I resisted the urge to kick the back of his seat.

I also resisted the urge to kick the back of his head, the front of his face, his junk, his shins and everything else I've been resisting kicking since the summer between sophomore and junior year.

Since Edward and I were an officially done as an unofficial item.

Since the time I told him my period was late and he hunched over my bathroom sink holding a flimsy cardboard box in his hand and even though the test was negative he stopped coming in my window and calling me back and started avoiding me behind the 7-11 where everybody always met up.

Since he made me cry and then got into an actual fist fight with my father that was never spoken about before or after said fight.

You know.

Since I started despising him.

We had to stop after only twenty minutes thanks to Emmett's grandma bladder. Edward pulled over on the shoulder of a dark road and Jasper hopped out of the passenger side to open the double back doors so Emmett could roll out.

I took the opportunity to clear something up with Edward. I unbuckled and leaned forward, using the two front seats to brace myself and regretting it instantly as there was something sticky on the perforated white leather. I closed my eyes and swallowed twice before starting.

"You don't have to pay my way, or whatever. About earlier. So, don't think you're going to—"

I saw his hand go up to rub his eyes, this thing that he does, and then he looked over his shoulder at me and this slow, lazy, terrible smile just kind of spread on his face. I could barely see his eyes in the dark, but I saw that smile.

"Well. Of course not. That would make you my whore, wouldn't it?"

That's when I stopped resisting the urge to kick.

He twisted in the seat faster than I would've thought him capable of and caught my ankle before my third kick made contact.

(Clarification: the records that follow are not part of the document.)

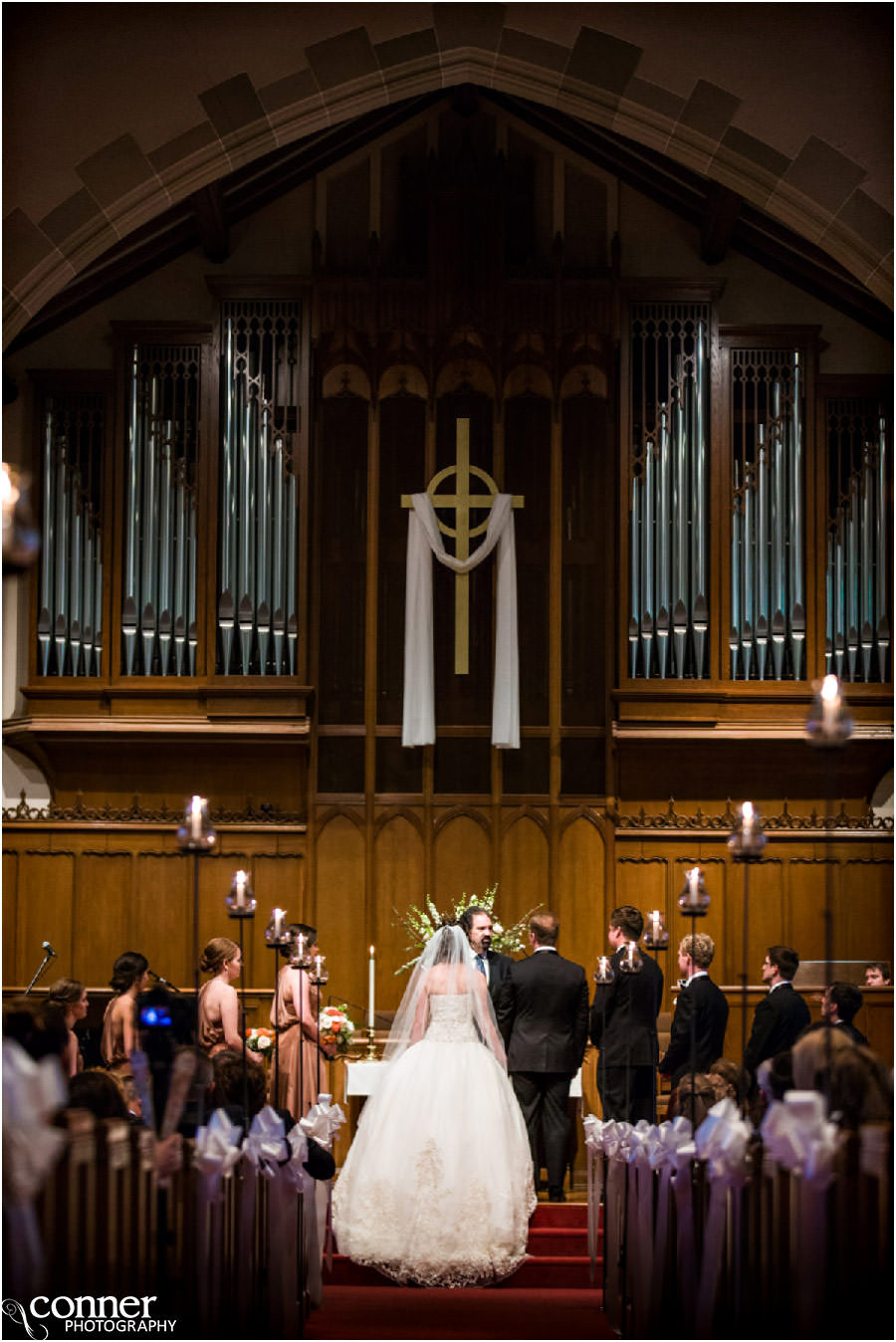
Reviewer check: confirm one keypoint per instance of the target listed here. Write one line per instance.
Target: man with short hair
(877, 975)
(624, 1025)
(478, 925)
(700, 1012)
(838, 1006)
(780, 1017)
(542, 1013)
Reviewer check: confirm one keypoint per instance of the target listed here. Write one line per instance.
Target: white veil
(447, 965)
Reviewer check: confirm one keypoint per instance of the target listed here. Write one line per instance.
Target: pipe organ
(858, 540)
(73, 431)
(259, 492)
(768, 516)
(158, 616)
(668, 590)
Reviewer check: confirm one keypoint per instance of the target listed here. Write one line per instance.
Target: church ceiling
(122, 142)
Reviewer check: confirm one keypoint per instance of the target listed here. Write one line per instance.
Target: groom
(542, 1013)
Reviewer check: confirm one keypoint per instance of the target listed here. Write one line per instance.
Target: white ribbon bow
(267, 1148)
(323, 1122)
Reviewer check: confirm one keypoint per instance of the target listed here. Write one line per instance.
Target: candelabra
(240, 903)
(745, 845)
(196, 836)
(277, 936)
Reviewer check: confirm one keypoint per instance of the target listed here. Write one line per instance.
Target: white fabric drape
(424, 540)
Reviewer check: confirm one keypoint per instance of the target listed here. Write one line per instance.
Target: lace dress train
(437, 1187)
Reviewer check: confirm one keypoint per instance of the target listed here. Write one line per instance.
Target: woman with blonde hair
(219, 1006)
(72, 996)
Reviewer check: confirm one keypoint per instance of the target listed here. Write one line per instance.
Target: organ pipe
(857, 559)
(259, 497)
(668, 605)
(70, 600)
(768, 523)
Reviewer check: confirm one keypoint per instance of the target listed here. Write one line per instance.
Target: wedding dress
(437, 1185)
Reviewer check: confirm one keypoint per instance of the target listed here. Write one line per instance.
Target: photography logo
(85, 1315)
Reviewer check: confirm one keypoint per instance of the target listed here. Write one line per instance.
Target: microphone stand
(49, 956)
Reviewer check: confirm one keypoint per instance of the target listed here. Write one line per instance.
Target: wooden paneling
(462, 860)
(397, 883)
(579, 898)
(524, 870)
(343, 930)
(45, 906)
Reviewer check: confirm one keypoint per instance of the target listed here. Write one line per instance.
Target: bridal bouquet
(259, 1040)
(336, 1026)
(421, 924)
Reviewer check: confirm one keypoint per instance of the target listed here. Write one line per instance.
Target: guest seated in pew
(838, 1006)
(858, 1087)
(230, 1079)
(729, 1080)
(100, 1092)
(877, 975)
(692, 1098)
(72, 996)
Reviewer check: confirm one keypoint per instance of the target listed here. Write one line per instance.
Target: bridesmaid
(72, 996)
(296, 1018)
(219, 1006)
(120, 1032)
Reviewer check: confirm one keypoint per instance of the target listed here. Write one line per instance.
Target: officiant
(478, 926)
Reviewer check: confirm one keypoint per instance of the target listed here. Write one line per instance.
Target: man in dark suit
(478, 925)
(542, 1013)
(624, 1024)
(700, 1012)
(780, 1017)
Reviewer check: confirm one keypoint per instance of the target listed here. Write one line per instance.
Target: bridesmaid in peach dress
(294, 1014)
(72, 996)
(219, 1006)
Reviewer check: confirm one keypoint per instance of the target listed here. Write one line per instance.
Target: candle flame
(829, 689)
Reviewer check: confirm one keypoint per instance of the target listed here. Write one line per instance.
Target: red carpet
(551, 1295)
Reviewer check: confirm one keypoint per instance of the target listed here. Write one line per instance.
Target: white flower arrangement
(423, 924)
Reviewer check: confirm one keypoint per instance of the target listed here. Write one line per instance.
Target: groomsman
(700, 1013)
(624, 1025)
(780, 1017)
(542, 1013)
(478, 925)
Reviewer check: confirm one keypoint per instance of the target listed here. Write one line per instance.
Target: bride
(437, 1185)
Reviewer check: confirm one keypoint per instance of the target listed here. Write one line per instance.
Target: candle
(829, 704)
(748, 816)
(371, 967)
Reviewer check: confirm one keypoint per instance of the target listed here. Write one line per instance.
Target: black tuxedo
(700, 1013)
(624, 1028)
(542, 1014)
(498, 971)
(779, 1021)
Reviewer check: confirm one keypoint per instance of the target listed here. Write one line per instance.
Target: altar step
(557, 1245)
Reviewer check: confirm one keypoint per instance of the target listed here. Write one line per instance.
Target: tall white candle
(371, 967)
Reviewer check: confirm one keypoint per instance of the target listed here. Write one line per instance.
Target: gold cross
(462, 502)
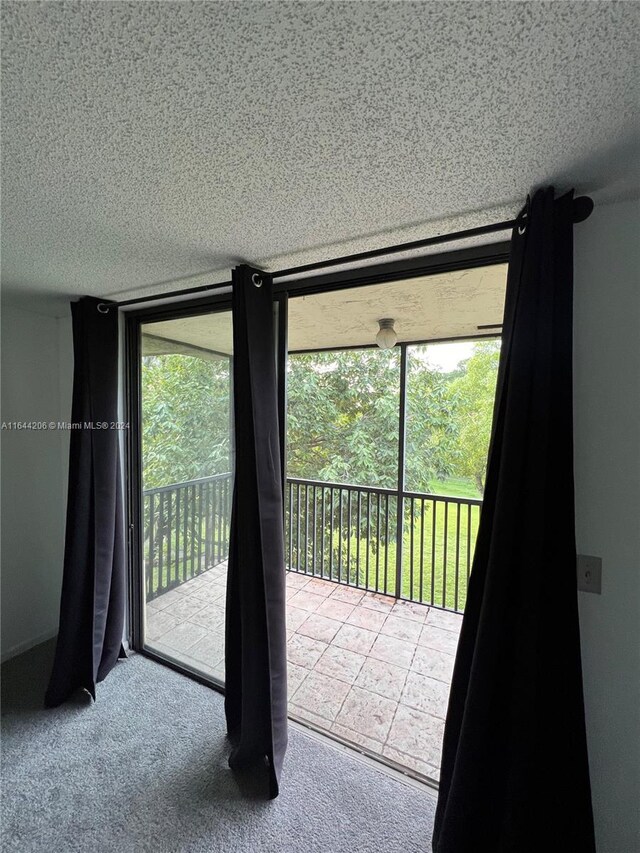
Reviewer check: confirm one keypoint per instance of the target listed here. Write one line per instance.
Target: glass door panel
(187, 480)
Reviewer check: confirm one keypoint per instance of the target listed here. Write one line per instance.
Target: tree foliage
(185, 418)
(343, 417)
(471, 397)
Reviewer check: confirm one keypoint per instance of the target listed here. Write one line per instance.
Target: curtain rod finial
(582, 208)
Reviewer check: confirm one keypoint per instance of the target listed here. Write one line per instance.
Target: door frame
(283, 289)
(134, 320)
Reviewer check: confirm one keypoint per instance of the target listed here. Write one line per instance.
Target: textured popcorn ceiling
(145, 143)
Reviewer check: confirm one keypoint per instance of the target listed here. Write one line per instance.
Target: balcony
(374, 603)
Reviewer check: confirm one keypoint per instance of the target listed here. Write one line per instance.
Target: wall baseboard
(18, 649)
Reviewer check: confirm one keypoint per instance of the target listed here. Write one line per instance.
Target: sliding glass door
(185, 442)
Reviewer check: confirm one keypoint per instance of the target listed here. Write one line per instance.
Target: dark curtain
(93, 585)
(514, 773)
(256, 652)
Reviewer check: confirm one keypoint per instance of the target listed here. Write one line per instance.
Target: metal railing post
(402, 435)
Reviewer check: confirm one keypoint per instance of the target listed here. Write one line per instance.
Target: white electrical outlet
(589, 573)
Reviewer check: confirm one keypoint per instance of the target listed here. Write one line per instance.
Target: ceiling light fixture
(386, 337)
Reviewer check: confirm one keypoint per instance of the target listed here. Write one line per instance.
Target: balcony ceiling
(435, 307)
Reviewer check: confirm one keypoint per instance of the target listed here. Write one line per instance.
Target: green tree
(470, 400)
(343, 418)
(185, 418)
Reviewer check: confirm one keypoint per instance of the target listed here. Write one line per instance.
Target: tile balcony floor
(371, 670)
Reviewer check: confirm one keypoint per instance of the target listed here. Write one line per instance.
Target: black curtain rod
(582, 207)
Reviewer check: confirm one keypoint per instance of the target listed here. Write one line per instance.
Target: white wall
(33, 475)
(607, 459)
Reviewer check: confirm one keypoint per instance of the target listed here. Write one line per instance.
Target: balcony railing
(186, 531)
(343, 533)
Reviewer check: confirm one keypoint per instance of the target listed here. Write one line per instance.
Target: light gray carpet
(145, 769)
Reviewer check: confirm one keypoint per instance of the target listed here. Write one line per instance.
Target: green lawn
(436, 557)
(455, 487)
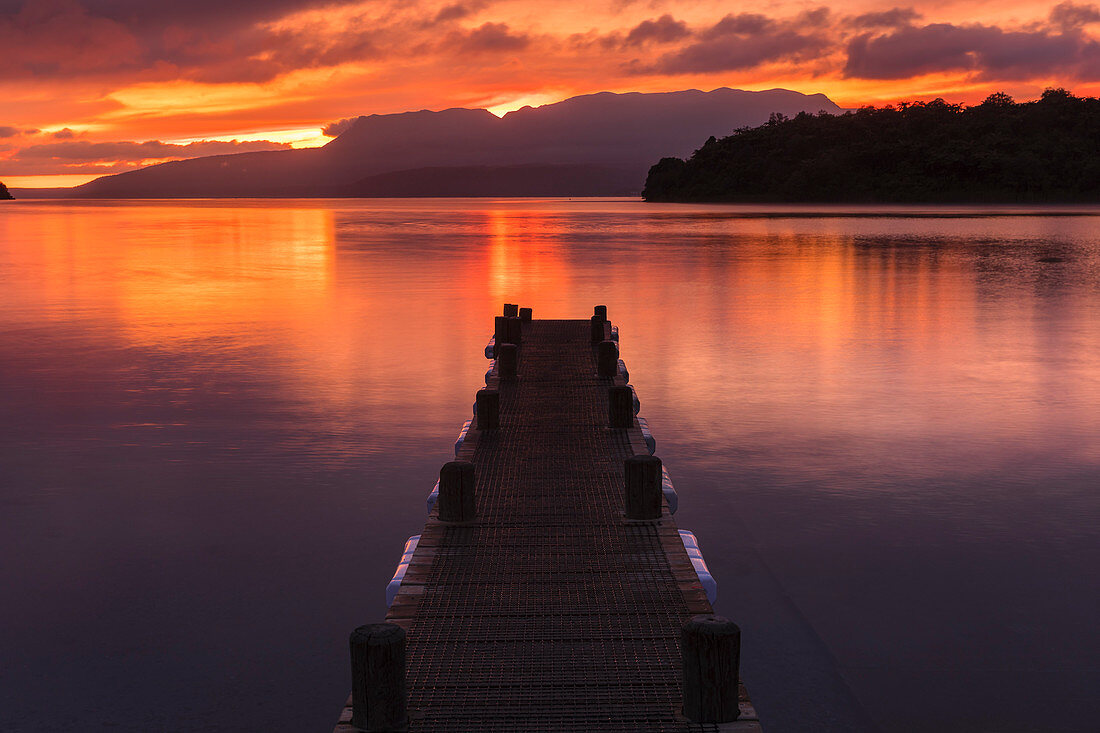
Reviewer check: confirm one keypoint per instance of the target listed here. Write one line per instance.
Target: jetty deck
(549, 610)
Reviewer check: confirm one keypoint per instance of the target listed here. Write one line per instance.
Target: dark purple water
(220, 420)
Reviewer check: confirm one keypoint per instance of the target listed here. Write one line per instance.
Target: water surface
(222, 418)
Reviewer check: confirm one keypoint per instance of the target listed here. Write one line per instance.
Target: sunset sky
(91, 87)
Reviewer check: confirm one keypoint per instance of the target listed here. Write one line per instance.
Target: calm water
(221, 419)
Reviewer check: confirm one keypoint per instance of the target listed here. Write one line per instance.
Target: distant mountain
(619, 134)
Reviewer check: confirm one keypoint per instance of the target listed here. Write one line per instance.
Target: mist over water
(222, 419)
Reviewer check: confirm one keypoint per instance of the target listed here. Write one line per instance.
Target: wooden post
(607, 359)
(488, 409)
(619, 406)
(507, 361)
(457, 492)
(377, 678)
(711, 647)
(642, 488)
(597, 329)
(515, 330)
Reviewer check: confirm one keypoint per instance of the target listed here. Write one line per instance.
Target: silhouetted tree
(996, 151)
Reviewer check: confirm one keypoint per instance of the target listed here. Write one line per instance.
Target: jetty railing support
(378, 698)
(457, 500)
(644, 494)
(620, 406)
(711, 647)
(515, 330)
(507, 361)
(607, 359)
(488, 409)
(597, 328)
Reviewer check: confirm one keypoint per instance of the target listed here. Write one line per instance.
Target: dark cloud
(84, 151)
(745, 41)
(664, 29)
(986, 51)
(202, 40)
(338, 128)
(893, 18)
(488, 37)
(1068, 15)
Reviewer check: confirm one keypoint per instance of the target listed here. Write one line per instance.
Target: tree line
(1047, 150)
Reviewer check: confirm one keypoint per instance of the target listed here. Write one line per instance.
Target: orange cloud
(180, 70)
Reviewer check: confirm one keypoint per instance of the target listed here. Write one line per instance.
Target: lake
(222, 417)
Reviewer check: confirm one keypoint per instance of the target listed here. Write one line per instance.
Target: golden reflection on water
(823, 325)
(889, 403)
(173, 274)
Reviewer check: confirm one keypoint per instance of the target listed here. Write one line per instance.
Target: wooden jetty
(550, 589)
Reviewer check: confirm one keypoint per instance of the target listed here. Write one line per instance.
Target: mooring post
(515, 330)
(620, 406)
(711, 647)
(488, 409)
(507, 361)
(457, 501)
(642, 488)
(597, 329)
(607, 359)
(378, 701)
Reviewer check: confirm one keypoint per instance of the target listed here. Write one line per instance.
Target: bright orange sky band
(92, 87)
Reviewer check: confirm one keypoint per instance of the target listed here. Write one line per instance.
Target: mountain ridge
(625, 132)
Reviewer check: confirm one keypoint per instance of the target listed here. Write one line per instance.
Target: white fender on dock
(710, 584)
(395, 583)
(669, 491)
(650, 441)
(462, 436)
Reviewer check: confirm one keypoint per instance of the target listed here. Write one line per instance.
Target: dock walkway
(550, 610)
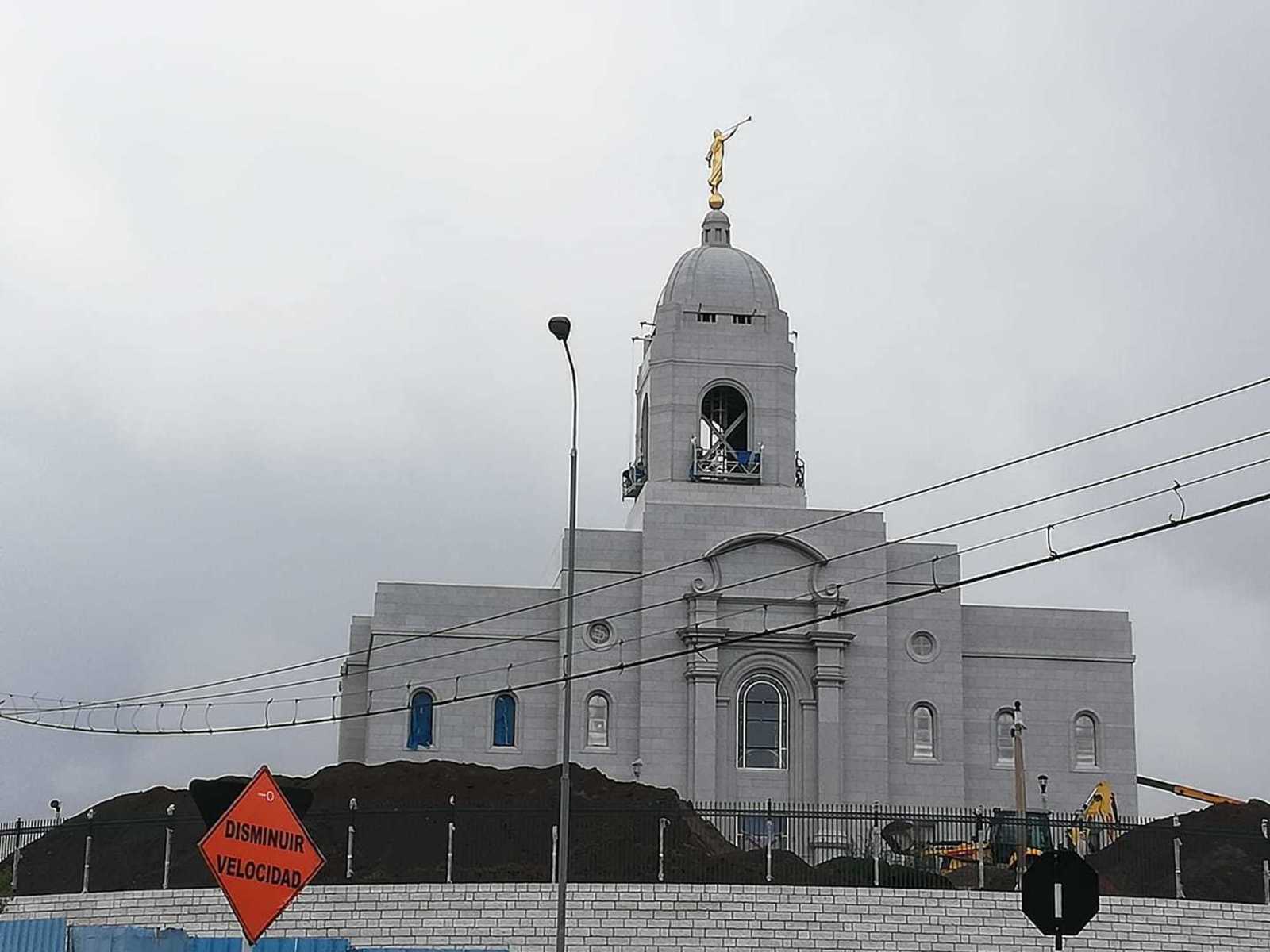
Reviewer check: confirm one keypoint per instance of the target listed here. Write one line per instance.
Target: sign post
(1060, 894)
(260, 854)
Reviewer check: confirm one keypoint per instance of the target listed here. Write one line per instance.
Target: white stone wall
(521, 917)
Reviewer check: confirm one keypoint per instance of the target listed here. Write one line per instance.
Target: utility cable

"Act like a lady, Bella," he said, then let my ankle go, turned back around and turned the music up.

xxxxx

"What is that smell?" I groaned, face down in my back pack.

"Man smell, Princess. Don't worry about it. Go back to sleeping," Emmett said from the back. I opened one eye and turned my head enough to see Emmett's big bear paw of a bare foot dangling over the seat, just above my head.

"Get your foot out of my face—"

"Uh. I was the one who insisted you could join us. Shut up and don't make waves, Bella."

"I paid. Move your foot." I would've poked it, but ew.

"I want it noted," Jasper sniffed, "that we didn't have these kinds of problems with just the three of us." I take back that time junior year when I told you the ending to Grapes of Wrath right before class started, you dick.

"I want it noted that you and Captain Cool up there don't have this stinky hippopotamus foot in your faces, and maybe if you did, you'd understand my bi- my complaining," I amended. I sat up and shoved the hair sticking to the drool on my face away. "Let's establish a few things right now. I am not going to be the tagalong chick here. I am not going to be overridden—"

"Nah. Just get ridden. Edward. You. I seem to recall a few summers ago—" I grabbed that half-full Gatorade bottle where it was half-rolling and tossed it over my shoulder, satisfied with the "oof" I got from Emmett.

"I won't be a pain in your asses, so I expect all of you to not to be a pain in my ass," I continued as though Emmett hadn't said anything at all. "Where are we going, anyway?"

Jasper turned around and tossed me a warm can of Mountain Dew.

"This van, Bella, is bound for glory."